On Apr 27, 2012, at 11:15 AM, Anatol Pomozov < email@hidden> wrote:
If you set VFS_TBLTHREADSAFE, you must do your own locking. You can receive multiple VNOPs for the same vnode at the same time. You are responsible for making sure they all see a consistent state of your file system.
One thing to beware of with VFS_TBLTHREADSAFE is that operations that operate on multiple vnodes (like creating, deleting, renaming a file, directory or symlink) do not hold a lock between the time they look up the vnode(s) and the time they call the multi-vnode VNOP. That means that other operations could have come after the lookup and before the last VNOP.

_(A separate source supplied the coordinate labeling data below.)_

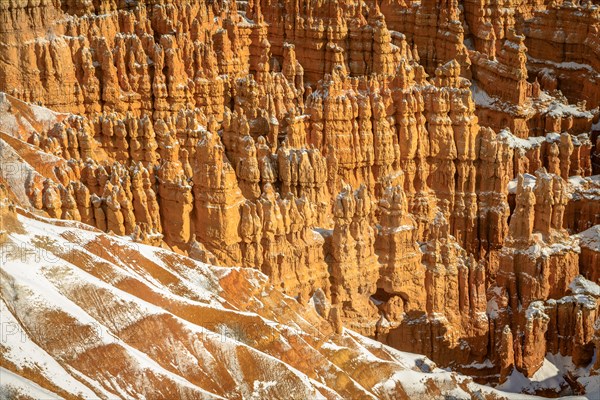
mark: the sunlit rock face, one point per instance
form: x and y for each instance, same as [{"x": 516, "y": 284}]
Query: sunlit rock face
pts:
[{"x": 418, "y": 172}]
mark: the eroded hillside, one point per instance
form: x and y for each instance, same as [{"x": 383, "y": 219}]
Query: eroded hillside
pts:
[{"x": 427, "y": 168}]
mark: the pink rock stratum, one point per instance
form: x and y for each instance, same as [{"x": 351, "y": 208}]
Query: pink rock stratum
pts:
[{"x": 264, "y": 199}]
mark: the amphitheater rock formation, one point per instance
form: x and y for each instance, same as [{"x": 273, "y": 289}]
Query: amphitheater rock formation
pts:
[{"x": 424, "y": 173}]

For example, VNOP_REMOVE gives you a parent vnode, child vnode, and the child's name. By the time you get into VNOP_REMOVE, the child may no longer be a child of the given parent (i.e., it might have moved to some other directory). The child may no longer have the same name (i.e. may have been renamed). The child may have even been deleted since it was looked up. So you have to check whether things are still the same as when they were looked up, and handle the case where things have changed.
Your VNOP_WRITE handler is responsible for updating all of the metadata associated with the write. That means making sure you have allocated enough space to store the data being written, updating the file's size (if needed), and marking the modification date for update. At a minimum, you need to update your internal state for all of this metadata. When you actually write this out to your underlying storage is up to you.
Your VNOP_STRATEGY handler is responsible for receiving the user data associated with a write (or returning user data associated with a read) and transferring it to your underlying storage. Due to caching, the VNOP_STRATEGY can happen at some point after the VNOP_WRITE completes.
I'll bet you're updating the file's size in VNOP_STRATEGY, not in VNOP_WRITE. You should update it in VNOP_WRITE instead; that sounds like what you called a 'fix'; it really is the correct fix for the problem.